Second, with tempeh we'll look at a way to make soy digestible via rapid fermentation.  In this product, partially cooked soybeans are inoculated with spores from the fungus Rhizopus oligosporus and incubated for about 24 hours.  Because of fungal activity, the resulting bean cake is easily digestible and high in not only proteins but also various B-Vitamins. 

Last, we'll show with miso – one of the principle flavorings in Japanese cuisine - how to make soy digestible through a slow (2-month to 3-year or longer), complex, two-stage fermentation based on the fungus Aspergillus oryzae and a host of lactic-acid generating bacteria.   This is the most involved process that we'll discuss, but is still easily accomplished in your kitchen and back room. 

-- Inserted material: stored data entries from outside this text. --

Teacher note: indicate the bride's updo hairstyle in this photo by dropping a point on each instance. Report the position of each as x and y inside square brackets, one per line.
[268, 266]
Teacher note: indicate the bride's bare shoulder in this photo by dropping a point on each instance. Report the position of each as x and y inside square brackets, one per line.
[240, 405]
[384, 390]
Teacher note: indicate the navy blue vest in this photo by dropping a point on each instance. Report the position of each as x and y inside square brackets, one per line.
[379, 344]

As long as you have some specialized equipment on hand (a food grinder, a tofu press, a food steamer, a food thermometer, and a thermostat-controlled incubator) we have found that these three processes are all easily done in your own kitchen at a fraction of the cost of store-bought products.  And, we are never ceased to be amazed at how much food we can create from so little starting product:  only 4 cups of dried soybeans (about 1½ pounds) turns into 6 pounds of high protein, easily digestible, low fat, healthy food (2 lbs of tofu and 4 pounds of tempeh).  We are even able to use the leftover whey as a soap and bath treatment.  Nothing from these beans is allowed to go to waste.  For us this is a process reminiscent of a loaves-and-fishes miracle. 

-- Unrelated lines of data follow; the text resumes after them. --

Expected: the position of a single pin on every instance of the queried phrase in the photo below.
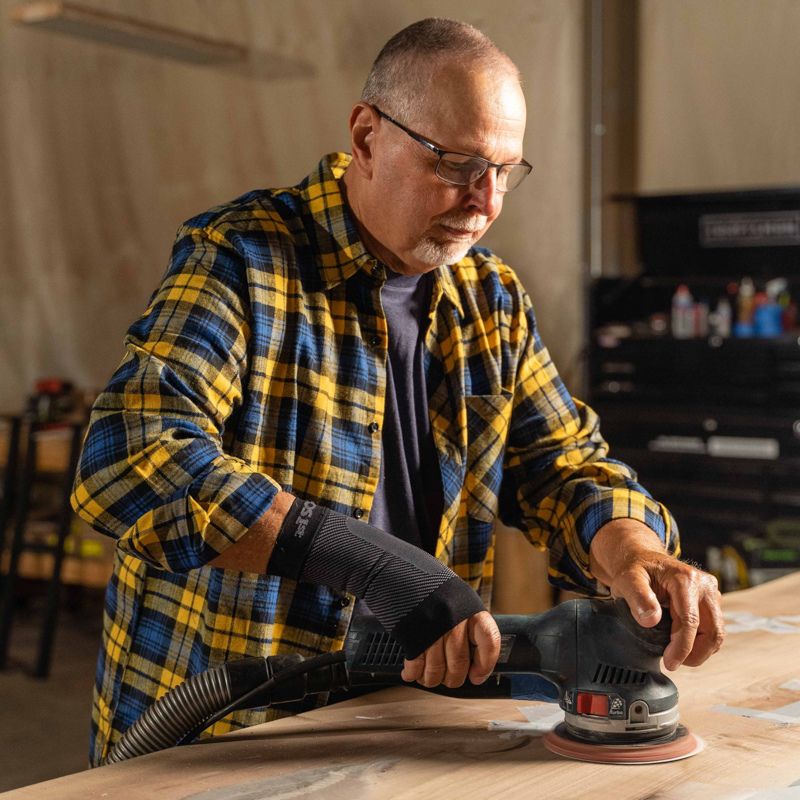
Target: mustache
(463, 222)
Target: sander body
(603, 667)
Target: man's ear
(362, 134)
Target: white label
(743, 447)
(677, 444)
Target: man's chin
(434, 253)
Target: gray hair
(396, 81)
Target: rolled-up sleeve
(153, 472)
(559, 485)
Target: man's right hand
(470, 649)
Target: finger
(413, 668)
(485, 635)
(636, 589)
(684, 608)
(435, 665)
(711, 630)
(457, 657)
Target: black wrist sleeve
(414, 596)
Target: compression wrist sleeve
(414, 596)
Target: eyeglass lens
(463, 170)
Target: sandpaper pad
(682, 744)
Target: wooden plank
(109, 28)
(404, 743)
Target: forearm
(619, 544)
(251, 553)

We will be relying heavily throughout this month on three books by William Shurtleff and Akiko Aoyagi of the SoyInfo CenterThe Book of Tofu, The Book of Miso, and The Book of Tempeh.  These are encyclopedic treatments on making and cooking these three soyfoods, and are literally the last word about each.  All we can do here is briefly summarize the information presented in detail in these books.  We cannot recommend strongly enough that if you find the following entries of interest you track down and purchase your own copies.  Unfortunately, all three are now out of print, but on-line versions are available from the Soyfoods Center website, and second-hand copies are available via the internet.  Also, we were initially inspired to try and make our own tempeh and miso from Wild Fermentation by Sandor Katz.  This book still is in press and is also a good and useful read.